Pourquoi cette insistance à remettre de l’ordre ? Qu’est-ce qui est à ce point dérangé pour que le ministre de l’Intérieur à peine nommé affirme chaque jour dans un média différent que sa priorité est l’ordre ? Pas la sécurité, l’ordre. Y a-t-il de tels désordres dans la rue, y a-t-il tant de désordres aux frontières ? Sommes-nous réellement menacés par une « barbarie devenue presque quotidienne » ? Les migrants déferlent-ils sur la France ? Que voit-il que je ne vois pas ?
Cela me trouble d’autant plus que j’ai connu Bruno Retailleau il y a plus de trente ans. Nous l’appelions à l’époque « le petit Bruno » avec plus d’affection que de dérision. Il dirigeait l’école de communication créée à Nantes par Philippe de Villiers, un lieu étonnant de liberté et de modernité où les étudiants étaient incités à prendre l’initiative avec un accès 24h sur 24 aux locaux qui étaient, le soir venu, notre refuge commun, avec vidéo et canapés confortables. J’étais étudiant, il était directeur mais nous avions le même âge, le même goût pour la politique et l’entrepreneuriat et ça nous rapprochait. Même s’il était nettement plus conservateur que moi, nous étions l’un et l’autre libéraux. Comment avons-nous pu diverger à ce point ? Il reste affable et souriant mais son point de vue sur le monde semble totalement focalisé sur des désordres qui existent naturellement mais pas au point, me semble-t-il, de menacer toute notre vie collective. Est-ce son parcours exclusivement politique sur le plan local puis au Sénat qui l’a éloigné de la diversité des réalités sociales ? Est-ce son traditionalisme catholique qui l’a amené à désirer une forme d’ordre moral (il a parlé du besoin d’ « ordre dans les esprits » dans son entretien au Figaro) ?

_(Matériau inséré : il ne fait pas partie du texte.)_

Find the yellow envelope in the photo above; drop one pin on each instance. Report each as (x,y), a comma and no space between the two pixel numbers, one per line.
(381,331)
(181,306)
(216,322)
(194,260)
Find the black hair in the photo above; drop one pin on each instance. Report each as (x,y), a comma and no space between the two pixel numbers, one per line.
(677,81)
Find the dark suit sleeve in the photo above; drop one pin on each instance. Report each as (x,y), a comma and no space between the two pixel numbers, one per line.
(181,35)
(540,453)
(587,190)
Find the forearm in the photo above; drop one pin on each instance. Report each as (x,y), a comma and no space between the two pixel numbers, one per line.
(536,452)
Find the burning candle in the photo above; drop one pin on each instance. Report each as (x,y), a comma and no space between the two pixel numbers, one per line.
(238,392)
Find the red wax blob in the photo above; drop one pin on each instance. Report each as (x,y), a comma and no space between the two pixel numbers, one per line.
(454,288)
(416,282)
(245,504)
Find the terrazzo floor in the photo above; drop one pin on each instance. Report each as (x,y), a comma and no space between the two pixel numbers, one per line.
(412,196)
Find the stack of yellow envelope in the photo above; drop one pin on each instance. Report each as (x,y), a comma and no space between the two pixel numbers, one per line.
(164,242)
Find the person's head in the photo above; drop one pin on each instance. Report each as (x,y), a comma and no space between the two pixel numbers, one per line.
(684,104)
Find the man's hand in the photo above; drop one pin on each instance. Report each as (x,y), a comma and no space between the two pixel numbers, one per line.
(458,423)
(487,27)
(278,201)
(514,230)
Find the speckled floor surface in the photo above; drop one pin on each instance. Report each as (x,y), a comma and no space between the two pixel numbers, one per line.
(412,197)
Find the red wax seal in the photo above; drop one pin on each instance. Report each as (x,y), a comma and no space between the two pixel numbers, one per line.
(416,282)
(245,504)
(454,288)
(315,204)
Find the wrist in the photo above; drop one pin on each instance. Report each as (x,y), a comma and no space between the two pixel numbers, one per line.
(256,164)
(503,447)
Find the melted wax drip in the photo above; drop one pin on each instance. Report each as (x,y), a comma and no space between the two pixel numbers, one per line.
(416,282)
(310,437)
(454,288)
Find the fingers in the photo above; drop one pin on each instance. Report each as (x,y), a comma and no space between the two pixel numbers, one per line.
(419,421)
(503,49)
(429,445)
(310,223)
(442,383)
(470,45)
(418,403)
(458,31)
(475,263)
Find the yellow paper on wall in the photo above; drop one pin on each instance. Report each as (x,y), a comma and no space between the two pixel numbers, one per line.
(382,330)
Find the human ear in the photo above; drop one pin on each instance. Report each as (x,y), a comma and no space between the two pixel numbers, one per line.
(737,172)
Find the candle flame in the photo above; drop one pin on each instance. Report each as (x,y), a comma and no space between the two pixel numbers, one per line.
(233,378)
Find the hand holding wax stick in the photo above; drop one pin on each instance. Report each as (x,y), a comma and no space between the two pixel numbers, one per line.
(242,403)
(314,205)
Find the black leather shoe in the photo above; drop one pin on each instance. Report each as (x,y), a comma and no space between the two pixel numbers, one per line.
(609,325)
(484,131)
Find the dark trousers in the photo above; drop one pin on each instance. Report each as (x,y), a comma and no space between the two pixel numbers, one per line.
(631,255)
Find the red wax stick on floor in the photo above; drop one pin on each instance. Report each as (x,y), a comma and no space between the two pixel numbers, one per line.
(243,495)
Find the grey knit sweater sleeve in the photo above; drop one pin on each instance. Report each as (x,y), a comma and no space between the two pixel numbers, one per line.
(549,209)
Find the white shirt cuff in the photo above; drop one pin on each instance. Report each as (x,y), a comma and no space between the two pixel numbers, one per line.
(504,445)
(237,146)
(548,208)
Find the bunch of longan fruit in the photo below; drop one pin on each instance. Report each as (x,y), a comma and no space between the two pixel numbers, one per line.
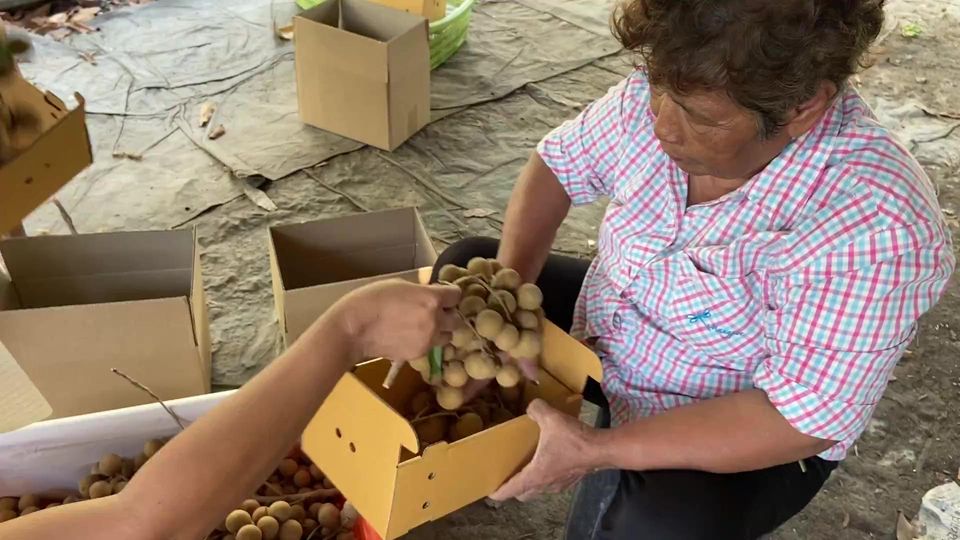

C’est vrai que, moi aussi, je fais des choix dans ce que je regarde. Des choix assumés : je préfère regarder ce qui est porteur d’espoir. Je pense en effet que la focalisation sur les problèmes est contreproductive et dangereuse. On manque alors de sources d’inspiration pour combattre ces dysfonctionnements et on n’a aucune chance de faire advenir un monde qui ne les produirait plus. Pour cela il faut sortir de la focalisation sur le problème et envisager d’autres fonctionnements collectifs. Plus de policiers ne fait pas une société apaisée, plus de retours d’immigrés dans leur pays d’origine ne change rien à l’arrivée de nouveaux migrants. Le monde est plein de sources d’inspiration, encore faut-il avoir le désir d’aller voir ailleurs. En matière de sécurité les politiques d’empowerment et de « community policing » avec le fameux « no broken window » ont fait leurs preuves mais qui en parle ? En matière de migration, l’accueil dans des bourgs et des villages de petits groupes de migrants contribue très souvent à revitaliser des campagnes qui se désertifiaient à la satisfaction d’habitants qui pouvaient dire, avant de vivre l’expérience, qu’ils ne voulaient pas d’immigrés chez eux. Là aussi qui regarde ces réalités vécues ? Qui en tire des leçons pour l’action ? Hélas, on préfère débattre pour ou contre l’immigration en général selon les termes du débat imposés par les nationalistes et les populistes.
La phrase toute faite et si commode de « rétablir l’ordre » n’est pas seulement fausse parce qu’il n’y a pas de désordre généralisé (mais plutôt des délits à combattre), elle est aussi mensongère de façon plus pernicieuse encore : elle présuppose qu’il y a un « ordre » préalable qui aurait été troublé. Raisonner ainsi c’est vouloir faire croire que notre monde est naturellement ordonné. Il est au contraire plein de désordres qui ne viennent pas « de la rue » ou « des frontières » comme le laisse entendre Bruno Retailleau mais plutôt du désastre socio-écologique dans lequel nous sommes entrés.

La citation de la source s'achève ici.